# Sleep issue



## argyle (May 27, 2011)

...wonderful child...extremely social and friendly. Extremely.

One issue...when we took him home from the hospital...he slept 8 or 9ish hours per day.

At a bit under 5 years old, without napping, he'll sleep at 9:30-10:30 PM (If put down at 8:30-9 PM.) and then, at 6:30ish AM - I'll wake up to find him watching me. He's a nice little boy - and just waits on the bed for me to wake. Of course, the first words I hear every morning are...'Daddy-dadda - I'm hungry and bored.' We were told that moving bedtime earlier would result in him waking later. Not true. We've tried baths...very mildly effective...and running him until he drops...which mostly results in him napping on the way back from the playground and staying up really late.

He also gets quite lonely when he is awake and not playing with people...or at least sitting on them.

So, aside from babysitters, preschool, and losing sleep, neither my wife nor myself is ever alone. This can be somewhat wearisome.

Any suggestions? My inclination is to start intensive writing and mathematical tutoring until he starts avoiding me or starts liking to read by himself. Or possibly just enjoy the time while the little guy actually still likes his parents. Dunno.

--Argyle


----------



## norajane (Feb 7, 2012)

I'm sorry, I have no advice. But you aren't the only parent with an early rising child...I think that's why cereal and Saturday morning cartoons were invented.



> We were told that moving bedtime earlier would result in him waking later.


This seems counter-intuitive to me. Earlier bedtime would lead to earlier rising time, no? He'd still sleep the same number of hours no matter when you put him to bed, so why would doing so earlier mean he'd get up later? Have you tried a later bedtime instead?

I'm sure some knowledgeable parents will come along soon. Good luck to you!


----------



## MrsLadyWriter (May 21, 2013)

I can't say I had the same problem - my daughter, who's now 28, is a sleep fiend just like me. BUT my brother had this issue with his daughter. The first and most important thing was to settle on a bed time AND THEN STICK TO IT! Nothing will throw a child into more turmoil than random bedtimes. Now, that's not to say that every once in a while (for special occasions) you can't let him stay up a little later. But that should be the exception NOT the rule.

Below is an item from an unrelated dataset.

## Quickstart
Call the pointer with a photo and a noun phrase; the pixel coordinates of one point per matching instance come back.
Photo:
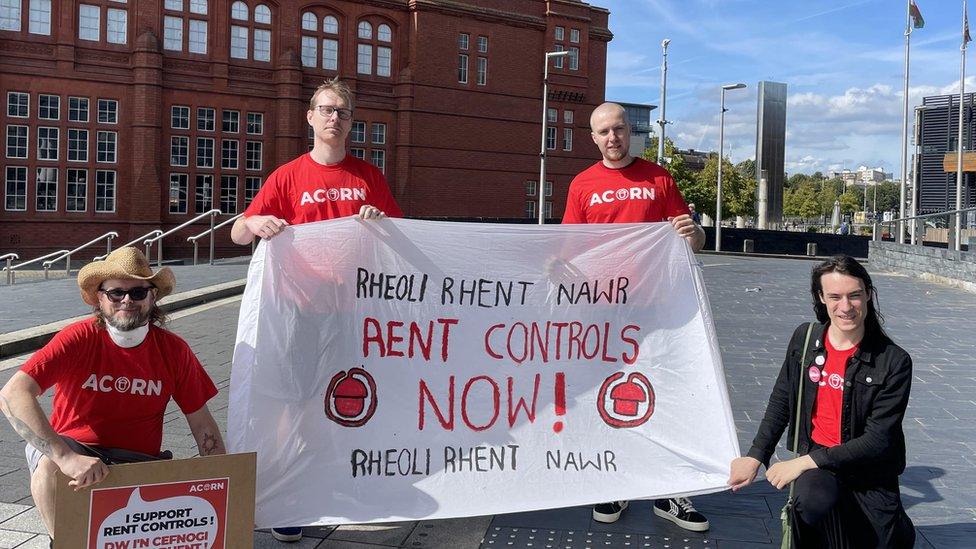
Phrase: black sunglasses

The next step my brother and his wife did was to limit the amount of liquids their daughter was allowed after dinner. They realized she was getting up to use the bathroom and then not going back to bed.

The final thing they did, which worked for them, was to make sure she had stuff in her room, like books, etc. for her to occupy herself with first thing in the morning. To get her to do that instead of coming to wake them up too early they set a child's alarm clock in her room and told her that she couldn't come wake them before it went off except if she was sick or hurt, etc. (Personally, I hated that clock - it was a Bugs Bunny one that had Bugs telling her it was time to wake up but that he was going back to bed! Stupid thing!) Still, it got her in the habit of keeping herself occupied until a more reasonable hour.

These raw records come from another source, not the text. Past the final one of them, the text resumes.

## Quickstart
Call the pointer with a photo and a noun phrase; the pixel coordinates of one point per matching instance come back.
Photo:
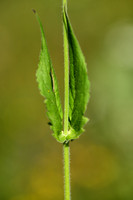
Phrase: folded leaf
(79, 84)
(48, 87)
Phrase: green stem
(67, 192)
(66, 147)
(66, 78)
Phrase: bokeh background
(31, 163)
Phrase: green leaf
(48, 87)
(79, 84)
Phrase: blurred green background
(31, 163)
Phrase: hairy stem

The only option I can think of is to accept the fact you have an early bird instead of a night owl. And if that's the case, it may be an uphill fight to get them to change. Sometimes you just have to pick which battles you're willing to fight!

Good luck and Sweet Dreams!


----------



## MyrnaLoy (Apr 23, 2013)

We gave my daughter (when she was 6) a time (7am) when she could come out of her room and knock on our door if we weren't up. We set a clock and she was responsible for staying in her room and keeping herself busy until that time. And there were consequences if she didn't (just loss of privileges). She was fine with it and now just reads or does whatever in her room until we get her for breakfast. 

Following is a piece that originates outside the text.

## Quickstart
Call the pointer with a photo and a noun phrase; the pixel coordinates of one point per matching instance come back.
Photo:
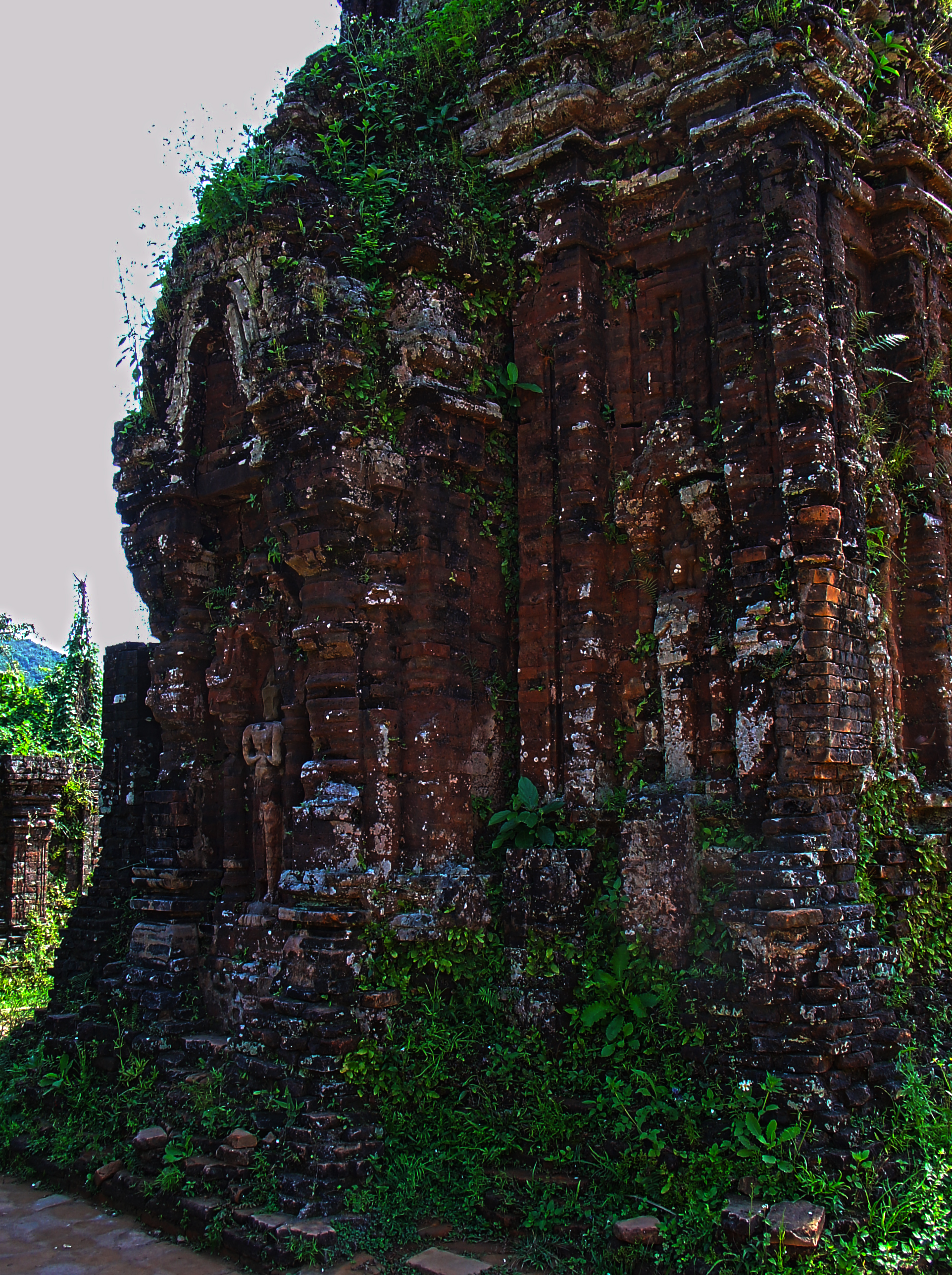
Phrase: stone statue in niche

It does seem counterintuitive, but an earlier bedtime does usually lead to a kid sleeping in later. Who knows why. Just like babies that take naps during the day sleep better at night. That said, every kid is different. I would give your kid a bedtime (my dd's is 7:30pm) when he has to be ready for bed and in his room and entertaining himself. If he's not ready to sleep, give him something that he enjoys doing (books, art supplies, mazes, whatever) and enforce that he has to entertain himself. It is not punishment, it will not hurt him, it will just give you some downtime and give him a sense of independence. Hopefully, he will begin to wind down and start falling asleep earlier on his own. 

Good luck! It is hard to always be 'on call' with a kid, even a well-behaved one. I think it is an important skill for kids to know how to play on their own and be by themselves.


----------



## Wiltshireman (Jan 23, 2013)

OP,

It looks as if you have "a lark" on your hands.

My youngest (now 2 1/2) is "a lark" he is normally awake by 6 am but I have heard him talking to his cuddly toy when I get up at 5 am (I have to be quiet or he wants to get up as well). We have found that the best coping strategy is to encourage him to play quietly in his bed until the big kids get up (7 am on a school day) so we let him have toys / picture books in his bed.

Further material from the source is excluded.